Reputation: 7199
Short version of the question: Is there a way of counting how many bytes will it take to store the characters of a string in a VARCHAR(n)
column in an Oracle database?
Longer version: The following Oracle SQL script will fail at the third statement. It will try to insert 10 characters in a VARCHAR(10)
column; however, one of these characters is the A with an acute accent.
CREATE TABLE TESTTABLE (NAME VARCHAR(10) NULL);
INSERT INTO TESTTABLE (NAME) VALUES ('abcdefghij');
--1 rows inserted.
INSERT INTO TESTTABLE (NAME) VALUES ('ábcdefghij');
--ORA-12899: value too large for column "ACME"."TESTTABLE"."NAME" (actual: 11, maximum: 10)

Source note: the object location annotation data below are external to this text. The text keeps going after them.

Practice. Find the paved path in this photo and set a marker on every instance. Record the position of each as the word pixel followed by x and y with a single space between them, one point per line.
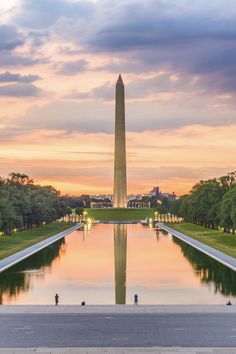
pixel 27 252
pixel 221 257
pixel 117 309
pixel 140 350
pixel 118 330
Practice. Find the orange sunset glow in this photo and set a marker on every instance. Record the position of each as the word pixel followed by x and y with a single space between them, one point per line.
pixel 58 69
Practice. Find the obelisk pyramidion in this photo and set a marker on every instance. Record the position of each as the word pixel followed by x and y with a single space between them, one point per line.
pixel 120 188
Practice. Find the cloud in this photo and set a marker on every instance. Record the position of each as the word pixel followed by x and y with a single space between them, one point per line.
pixel 8 59
pixel 36 14
pixel 15 77
pixel 20 90
pixel 73 67
pixel 10 37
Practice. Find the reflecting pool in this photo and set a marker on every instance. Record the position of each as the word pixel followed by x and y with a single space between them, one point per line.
pixel 108 264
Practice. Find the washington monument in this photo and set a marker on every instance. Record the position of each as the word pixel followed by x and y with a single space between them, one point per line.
pixel 120 188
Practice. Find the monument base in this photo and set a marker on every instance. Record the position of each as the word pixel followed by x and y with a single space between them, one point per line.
pixel 119 214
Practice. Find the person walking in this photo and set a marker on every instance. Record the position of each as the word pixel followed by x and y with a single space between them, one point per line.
pixel 56 299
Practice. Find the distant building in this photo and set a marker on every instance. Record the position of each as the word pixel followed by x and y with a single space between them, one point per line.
pixel 172 196
pixel 137 203
pixel 155 192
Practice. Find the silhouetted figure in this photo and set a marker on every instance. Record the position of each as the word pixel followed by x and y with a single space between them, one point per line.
pixel 56 299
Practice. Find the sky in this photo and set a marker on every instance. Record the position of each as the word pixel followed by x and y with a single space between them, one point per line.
pixel 59 63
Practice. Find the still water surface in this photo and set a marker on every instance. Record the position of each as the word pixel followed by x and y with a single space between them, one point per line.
pixel 108 264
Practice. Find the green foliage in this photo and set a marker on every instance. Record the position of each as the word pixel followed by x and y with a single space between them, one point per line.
pixel 23 239
pixel 120 214
pixel 24 205
pixel 212 238
pixel 210 203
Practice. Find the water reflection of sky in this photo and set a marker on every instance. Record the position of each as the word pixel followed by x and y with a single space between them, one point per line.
pixel 109 264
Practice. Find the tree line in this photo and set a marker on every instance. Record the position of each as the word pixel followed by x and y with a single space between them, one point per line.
pixel 210 203
pixel 24 205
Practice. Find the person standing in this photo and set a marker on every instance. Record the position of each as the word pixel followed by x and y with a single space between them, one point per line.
pixel 56 299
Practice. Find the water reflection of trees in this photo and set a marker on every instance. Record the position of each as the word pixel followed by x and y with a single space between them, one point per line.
pixel 18 278
pixel 209 270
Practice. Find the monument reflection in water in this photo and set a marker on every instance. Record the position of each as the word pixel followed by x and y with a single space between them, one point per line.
pixel 120 251
pixel 94 266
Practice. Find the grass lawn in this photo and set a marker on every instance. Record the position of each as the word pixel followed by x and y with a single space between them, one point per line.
pixel 217 239
pixel 23 239
pixel 119 214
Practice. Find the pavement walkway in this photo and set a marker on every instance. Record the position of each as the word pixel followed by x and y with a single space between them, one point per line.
pixel 29 251
pixel 140 350
pixel 221 257
pixel 118 333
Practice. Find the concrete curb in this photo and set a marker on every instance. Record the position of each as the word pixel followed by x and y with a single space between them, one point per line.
pixel 137 350
pixel 116 309
pixel 220 257
pixel 29 251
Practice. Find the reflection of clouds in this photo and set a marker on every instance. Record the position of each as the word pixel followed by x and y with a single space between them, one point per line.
pixel 20 278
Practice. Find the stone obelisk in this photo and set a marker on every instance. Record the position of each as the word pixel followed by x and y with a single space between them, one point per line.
pixel 120 188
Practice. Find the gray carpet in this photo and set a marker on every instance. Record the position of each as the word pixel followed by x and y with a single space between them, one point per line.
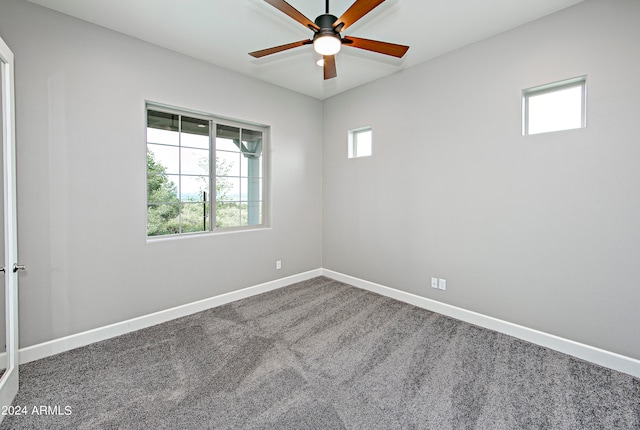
pixel 322 355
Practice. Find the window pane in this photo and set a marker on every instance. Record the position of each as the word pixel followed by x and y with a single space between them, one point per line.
pixel 252 213
pixel 227 214
pixel 162 188
pixel 227 138
pixel 363 143
pixel 195 141
pixel 195 132
pixel 244 191
pixel 254 189
pixel 165 157
pixel 192 188
pixel 163 219
pixel 195 217
pixel 179 156
pixel 164 137
pixel 194 161
pixel 228 163
pixel 554 107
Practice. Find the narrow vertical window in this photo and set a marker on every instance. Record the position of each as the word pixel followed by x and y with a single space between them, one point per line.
pixel 360 142
pixel 554 107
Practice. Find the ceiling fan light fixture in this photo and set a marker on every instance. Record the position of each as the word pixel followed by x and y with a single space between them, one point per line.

My C# application stores strings in an Oracle database and I can't just change the column type to NVARCHAR2(10)
, which would work. The application is expected to trim any larger string to a limit of 10 characters, so Oracle won't complain about its length. But a String.Length
-based trim is a very naif strategy: it would blindly leave "ábcdefghij" intact with all its 10 CLR characters.
How can I detect that 'á' will take 2 bytes in the database row so I can trim the string to "ábcdefghi" before issuing the INSERT
statement?
EDIT: this question is similar to Best way to shorten UTF8 string based on byte length
Upvotes: 1
Views: 514
Reputation: 231661
By default, VARCHAR2(10)
allocates 10 bytes of storage which may or may not equate to 10 characters depending on the database character set and the data. You can, however, declare the column so that it will always store 10 characters.

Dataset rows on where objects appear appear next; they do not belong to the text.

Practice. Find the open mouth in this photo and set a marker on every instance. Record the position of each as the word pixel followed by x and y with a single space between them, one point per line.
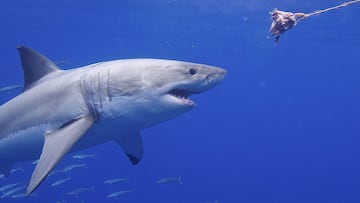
pixel 182 96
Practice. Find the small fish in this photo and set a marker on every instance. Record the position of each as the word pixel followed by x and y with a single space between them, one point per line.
pixel 169 180
pixel 21 195
pixel 119 193
pixel 73 166
pixel 35 162
pixel 83 156
pixel 81 190
pixel 10 88
pixel 8 186
pixel 115 180
pixel 12 191
pixel 16 170
pixel 61 181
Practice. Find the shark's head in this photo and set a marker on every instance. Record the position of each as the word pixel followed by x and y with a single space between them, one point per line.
pixel 160 89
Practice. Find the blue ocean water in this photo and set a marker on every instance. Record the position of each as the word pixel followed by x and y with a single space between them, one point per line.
pixel 282 127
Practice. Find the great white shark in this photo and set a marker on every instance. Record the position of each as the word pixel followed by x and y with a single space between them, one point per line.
pixel 61 111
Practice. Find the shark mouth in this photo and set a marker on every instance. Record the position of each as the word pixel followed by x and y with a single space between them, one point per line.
pixel 182 96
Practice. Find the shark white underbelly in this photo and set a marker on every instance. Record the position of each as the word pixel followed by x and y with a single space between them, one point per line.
pixel 69 110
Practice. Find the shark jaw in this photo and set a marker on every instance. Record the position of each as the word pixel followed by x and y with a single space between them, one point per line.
pixel 69 110
pixel 182 96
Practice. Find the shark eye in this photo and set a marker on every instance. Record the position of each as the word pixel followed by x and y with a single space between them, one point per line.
pixel 192 71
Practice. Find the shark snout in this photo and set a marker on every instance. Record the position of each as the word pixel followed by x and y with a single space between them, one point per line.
pixel 216 76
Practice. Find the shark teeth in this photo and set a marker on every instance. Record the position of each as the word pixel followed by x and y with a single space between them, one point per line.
pixel 182 96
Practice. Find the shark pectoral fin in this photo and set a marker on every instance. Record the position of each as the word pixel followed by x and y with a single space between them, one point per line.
pixel 5 169
pixel 132 145
pixel 57 144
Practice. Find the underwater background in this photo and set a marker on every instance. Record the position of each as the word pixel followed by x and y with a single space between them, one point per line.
pixel 284 126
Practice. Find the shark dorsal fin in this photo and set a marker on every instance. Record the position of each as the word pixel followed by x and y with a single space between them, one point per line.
pixel 35 66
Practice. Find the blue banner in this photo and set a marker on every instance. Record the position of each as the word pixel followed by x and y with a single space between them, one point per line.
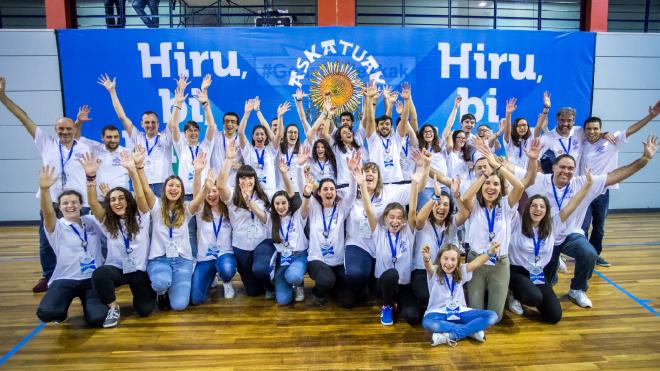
pixel 484 67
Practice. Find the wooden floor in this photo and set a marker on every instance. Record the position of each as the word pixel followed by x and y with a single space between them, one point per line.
pixel 251 333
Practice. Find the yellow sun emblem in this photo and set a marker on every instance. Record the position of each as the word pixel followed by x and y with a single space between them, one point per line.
pixel 341 81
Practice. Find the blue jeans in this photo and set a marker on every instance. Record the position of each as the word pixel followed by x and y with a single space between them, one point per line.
pixel 474 320
pixel 139 5
pixel 595 216
pixel 204 274
pixel 46 254
pixel 288 276
pixel 576 246
pixel 359 268
pixel 192 230
pixel 173 275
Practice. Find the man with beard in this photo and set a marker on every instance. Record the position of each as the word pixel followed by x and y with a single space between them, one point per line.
pixel 62 154
pixel 559 187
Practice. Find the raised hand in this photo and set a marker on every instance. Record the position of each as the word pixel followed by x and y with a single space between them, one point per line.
pixel 200 161
pixel 650 146
pixel 139 154
pixel 90 164
pixel 47 177
pixel 83 114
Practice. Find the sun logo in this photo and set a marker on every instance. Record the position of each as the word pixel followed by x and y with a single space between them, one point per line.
pixel 340 81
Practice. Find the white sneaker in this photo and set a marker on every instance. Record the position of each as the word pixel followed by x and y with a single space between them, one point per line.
pixel 229 290
pixel 580 297
pixel 300 293
pixel 479 336
pixel 514 305
pixel 562 265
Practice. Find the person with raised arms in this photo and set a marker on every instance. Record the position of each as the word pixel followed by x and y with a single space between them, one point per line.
pixel 158 163
pixel 62 155
pixel 124 219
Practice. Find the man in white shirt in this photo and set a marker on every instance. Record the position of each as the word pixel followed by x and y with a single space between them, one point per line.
pixel 601 156
pixel 62 154
pixel 559 187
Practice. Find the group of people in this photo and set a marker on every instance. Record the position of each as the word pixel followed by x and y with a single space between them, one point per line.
pixel 385 208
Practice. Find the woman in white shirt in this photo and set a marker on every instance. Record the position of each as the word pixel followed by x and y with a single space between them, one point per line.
pixel 124 220
pixel 170 265
pixel 448 317
pixel 395 241
pixel 531 250
pixel 76 242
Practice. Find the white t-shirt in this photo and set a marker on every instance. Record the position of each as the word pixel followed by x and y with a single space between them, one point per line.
pixel 440 294
pixel 110 170
pixel 265 172
pixel 158 160
pixel 403 250
pixel 329 250
pixel 478 228
pixel 67 245
pixel 573 224
pixel 248 230
pixel 602 156
pixel 160 234
pixel 560 145
pixel 521 251
pixel 187 154
pixel 54 155
pixel 210 245
pixel 435 237
pixel 385 152
pixel 358 231
pixel 117 254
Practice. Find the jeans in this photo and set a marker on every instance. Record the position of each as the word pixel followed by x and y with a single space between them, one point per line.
pixel 173 275
pixel 205 272
pixel 139 5
pixel 192 230
pixel 576 246
pixel 360 268
pixel 595 217
pixel 287 276
pixel 54 306
pixel 393 293
pixel 471 321
pixel 493 279
pixel 539 296
pixel 107 278
pixel 46 254
pixel 110 6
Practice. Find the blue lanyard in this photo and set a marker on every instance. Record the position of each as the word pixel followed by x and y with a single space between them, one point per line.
pixel 260 159
pixel 554 191
pixel 451 286
pixel 146 140
pixel 193 155
pixel 327 226
pixel 570 142
pixel 216 230
pixel 286 237
pixel 490 217
pixel 439 240
pixel 62 162
pixel 393 245
pixel 83 240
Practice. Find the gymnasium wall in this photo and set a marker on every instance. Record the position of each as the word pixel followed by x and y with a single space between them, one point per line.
pixel 626 82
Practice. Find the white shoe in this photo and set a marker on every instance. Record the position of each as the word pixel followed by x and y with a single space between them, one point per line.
pixel 479 336
pixel 300 293
pixel 514 305
pixel 580 297
pixel 562 265
pixel 229 290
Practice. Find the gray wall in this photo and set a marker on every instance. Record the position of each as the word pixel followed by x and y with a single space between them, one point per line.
pixel 626 82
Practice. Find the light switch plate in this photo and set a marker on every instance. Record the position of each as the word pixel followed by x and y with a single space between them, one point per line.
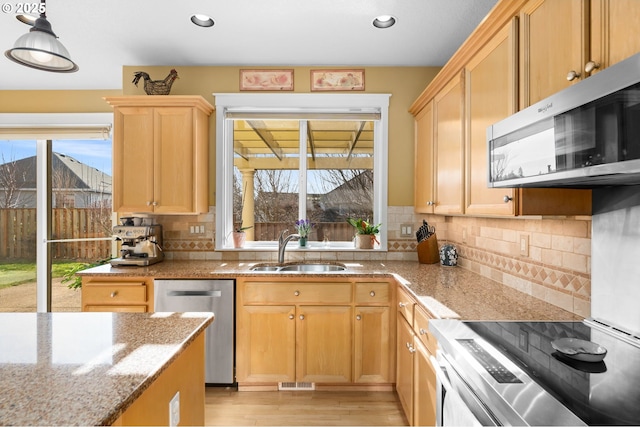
pixel 174 410
pixel 524 244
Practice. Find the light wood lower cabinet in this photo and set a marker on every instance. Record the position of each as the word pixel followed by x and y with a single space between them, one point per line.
pixel 416 377
pixel 321 331
pixel 121 294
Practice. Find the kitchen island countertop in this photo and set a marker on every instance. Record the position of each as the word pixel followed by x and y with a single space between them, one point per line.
pixel 85 368
pixel 445 291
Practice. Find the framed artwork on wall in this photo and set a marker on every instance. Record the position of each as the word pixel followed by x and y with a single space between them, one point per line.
pixel 335 80
pixel 266 80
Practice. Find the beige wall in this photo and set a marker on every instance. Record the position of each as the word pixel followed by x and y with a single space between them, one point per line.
pixel 403 83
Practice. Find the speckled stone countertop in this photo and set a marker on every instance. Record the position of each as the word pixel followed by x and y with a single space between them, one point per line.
pixel 442 290
pixel 85 368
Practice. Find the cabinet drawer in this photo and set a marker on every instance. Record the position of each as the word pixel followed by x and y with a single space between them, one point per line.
pixel 97 293
pixel 372 293
pixel 117 308
pixel 421 328
pixel 405 305
pixel 297 293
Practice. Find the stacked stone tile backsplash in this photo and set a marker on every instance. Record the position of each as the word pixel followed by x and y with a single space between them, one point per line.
pixel 555 267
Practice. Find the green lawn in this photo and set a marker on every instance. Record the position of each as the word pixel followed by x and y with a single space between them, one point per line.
pixel 12 274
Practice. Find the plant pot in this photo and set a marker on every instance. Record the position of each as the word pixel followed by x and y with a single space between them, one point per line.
pixel 365 241
pixel 238 239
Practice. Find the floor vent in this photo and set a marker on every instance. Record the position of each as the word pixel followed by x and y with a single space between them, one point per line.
pixel 293 386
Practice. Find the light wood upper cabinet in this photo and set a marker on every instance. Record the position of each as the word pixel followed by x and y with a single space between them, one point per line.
pixel 449 148
pixel 612 24
pixel 553 44
pixel 565 41
pixel 423 199
pixel 160 148
pixel 491 92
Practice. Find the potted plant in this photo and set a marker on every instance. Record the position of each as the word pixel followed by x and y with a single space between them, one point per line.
pixel 303 227
pixel 366 233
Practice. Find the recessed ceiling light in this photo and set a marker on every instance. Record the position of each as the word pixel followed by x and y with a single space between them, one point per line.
pixel 202 20
pixel 384 21
pixel 27 19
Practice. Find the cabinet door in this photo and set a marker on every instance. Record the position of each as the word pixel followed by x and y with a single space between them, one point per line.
pixel 490 97
pixel 611 40
pixel 173 160
pixel 553 44
pixel 133 159
pixel 449 148
pixel 372 336
pixel 423 196
pixel 323 344
pixel 265 349
pixel 404 368
pixel 424 402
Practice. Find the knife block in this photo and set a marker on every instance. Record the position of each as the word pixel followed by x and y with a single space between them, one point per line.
pixel 428 251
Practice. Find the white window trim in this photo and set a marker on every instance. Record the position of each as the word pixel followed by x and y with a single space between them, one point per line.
pixel 297 102
pixel 43 128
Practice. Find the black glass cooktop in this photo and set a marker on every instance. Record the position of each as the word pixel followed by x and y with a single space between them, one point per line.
pixel 602 393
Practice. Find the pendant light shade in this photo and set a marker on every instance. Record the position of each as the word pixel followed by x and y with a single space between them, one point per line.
pixel 40 49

When you are using a variable-width character set, you almost always want to declare the column using character-length semantics VARCHAR2(10 CHAR)

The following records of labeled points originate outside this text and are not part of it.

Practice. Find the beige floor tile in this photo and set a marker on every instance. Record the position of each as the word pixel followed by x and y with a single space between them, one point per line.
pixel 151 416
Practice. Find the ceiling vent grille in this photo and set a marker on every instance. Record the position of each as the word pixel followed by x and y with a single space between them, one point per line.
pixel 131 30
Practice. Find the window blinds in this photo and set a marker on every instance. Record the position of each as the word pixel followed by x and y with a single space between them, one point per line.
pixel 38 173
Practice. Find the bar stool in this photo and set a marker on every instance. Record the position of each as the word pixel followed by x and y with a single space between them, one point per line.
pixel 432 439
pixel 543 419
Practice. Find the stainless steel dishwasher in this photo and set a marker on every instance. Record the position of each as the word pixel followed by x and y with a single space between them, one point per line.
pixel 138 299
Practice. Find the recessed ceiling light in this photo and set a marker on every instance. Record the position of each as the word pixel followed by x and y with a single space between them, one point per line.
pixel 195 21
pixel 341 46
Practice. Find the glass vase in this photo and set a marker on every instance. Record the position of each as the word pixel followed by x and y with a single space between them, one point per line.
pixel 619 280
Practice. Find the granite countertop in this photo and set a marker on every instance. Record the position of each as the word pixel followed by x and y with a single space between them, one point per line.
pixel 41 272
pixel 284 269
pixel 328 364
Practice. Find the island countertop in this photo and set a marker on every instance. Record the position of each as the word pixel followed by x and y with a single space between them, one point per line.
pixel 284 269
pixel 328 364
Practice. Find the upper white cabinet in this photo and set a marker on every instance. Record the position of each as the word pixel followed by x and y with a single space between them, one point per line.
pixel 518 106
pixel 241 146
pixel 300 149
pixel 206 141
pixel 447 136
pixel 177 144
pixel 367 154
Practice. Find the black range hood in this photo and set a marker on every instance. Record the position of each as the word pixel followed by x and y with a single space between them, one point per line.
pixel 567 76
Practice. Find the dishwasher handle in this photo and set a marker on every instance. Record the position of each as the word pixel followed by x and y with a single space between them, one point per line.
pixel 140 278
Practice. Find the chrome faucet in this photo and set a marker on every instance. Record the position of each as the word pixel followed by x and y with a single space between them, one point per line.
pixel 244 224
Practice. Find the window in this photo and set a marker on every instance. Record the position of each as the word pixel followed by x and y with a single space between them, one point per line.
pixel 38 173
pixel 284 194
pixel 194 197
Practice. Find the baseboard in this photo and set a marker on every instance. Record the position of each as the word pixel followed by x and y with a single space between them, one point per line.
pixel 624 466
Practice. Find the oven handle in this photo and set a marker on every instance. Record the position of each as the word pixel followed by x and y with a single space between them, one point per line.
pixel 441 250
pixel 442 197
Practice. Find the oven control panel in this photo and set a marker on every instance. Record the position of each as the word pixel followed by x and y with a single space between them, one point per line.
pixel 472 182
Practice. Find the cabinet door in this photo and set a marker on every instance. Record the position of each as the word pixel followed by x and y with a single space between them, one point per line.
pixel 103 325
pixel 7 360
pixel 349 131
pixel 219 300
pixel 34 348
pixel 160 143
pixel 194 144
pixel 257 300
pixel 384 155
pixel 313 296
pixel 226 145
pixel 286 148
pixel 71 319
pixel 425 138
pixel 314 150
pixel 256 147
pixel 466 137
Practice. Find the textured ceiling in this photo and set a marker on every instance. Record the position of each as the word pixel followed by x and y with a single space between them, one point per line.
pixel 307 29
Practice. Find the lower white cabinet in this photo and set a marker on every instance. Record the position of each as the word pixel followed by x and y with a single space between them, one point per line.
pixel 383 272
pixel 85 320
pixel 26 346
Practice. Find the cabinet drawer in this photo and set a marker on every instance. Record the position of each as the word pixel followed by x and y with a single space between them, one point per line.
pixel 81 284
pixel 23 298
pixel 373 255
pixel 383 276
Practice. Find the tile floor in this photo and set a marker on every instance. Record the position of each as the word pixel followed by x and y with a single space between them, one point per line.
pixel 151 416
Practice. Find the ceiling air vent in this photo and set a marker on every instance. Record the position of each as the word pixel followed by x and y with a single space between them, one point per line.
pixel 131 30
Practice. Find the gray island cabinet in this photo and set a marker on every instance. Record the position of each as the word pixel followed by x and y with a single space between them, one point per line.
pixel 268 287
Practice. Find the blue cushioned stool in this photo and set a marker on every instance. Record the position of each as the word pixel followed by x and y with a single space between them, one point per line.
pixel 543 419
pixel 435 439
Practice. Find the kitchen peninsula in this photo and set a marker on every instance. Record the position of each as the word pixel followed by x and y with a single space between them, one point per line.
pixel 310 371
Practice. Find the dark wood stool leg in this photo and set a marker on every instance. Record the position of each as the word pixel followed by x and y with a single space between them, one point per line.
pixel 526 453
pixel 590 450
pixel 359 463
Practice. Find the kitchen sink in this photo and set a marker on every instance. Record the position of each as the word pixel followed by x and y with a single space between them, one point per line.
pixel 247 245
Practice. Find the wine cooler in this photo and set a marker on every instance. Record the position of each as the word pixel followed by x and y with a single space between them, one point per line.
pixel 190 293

. Then you can always store 10 characters whether you happen to have some characters that require more than 1 byte of storage.
If you're stuck declaring columns using byte-length semantics for some reason, you could use the LENGTHB
or VSIZE
function to return the length of the string in bytes.
select lengthb('ábcdefghij'), vsize('ábcdefghij')
from dual;
will return 11 for both columns of the result.
Upvotes: 4
Reputation: 23727
Oracle function length(string)
returns number of characters, lengthb(string)
returns number of bytes.
Upvotes: 5
Reputation: 2817
You can get the lenght in bytes of the string like this:
UTF8Encoding Encoding = new UTF8Encoding();
byte[] UTF8String = Encoding.GetBytes("ábcdefghij");
int StringLenght = UTF8String.Length
In fact, for your example, it returns 11.
Upvotes: 1
Reputation: 106530
This depends on the encoding you have Oracle set to use. You convert the string instance into a byte array using the corresponding System.Text.Encoding
instance, such as System.Text.Encoding.UTF8
. (You're looking for the "GetBytes" method)
Upvotes: 4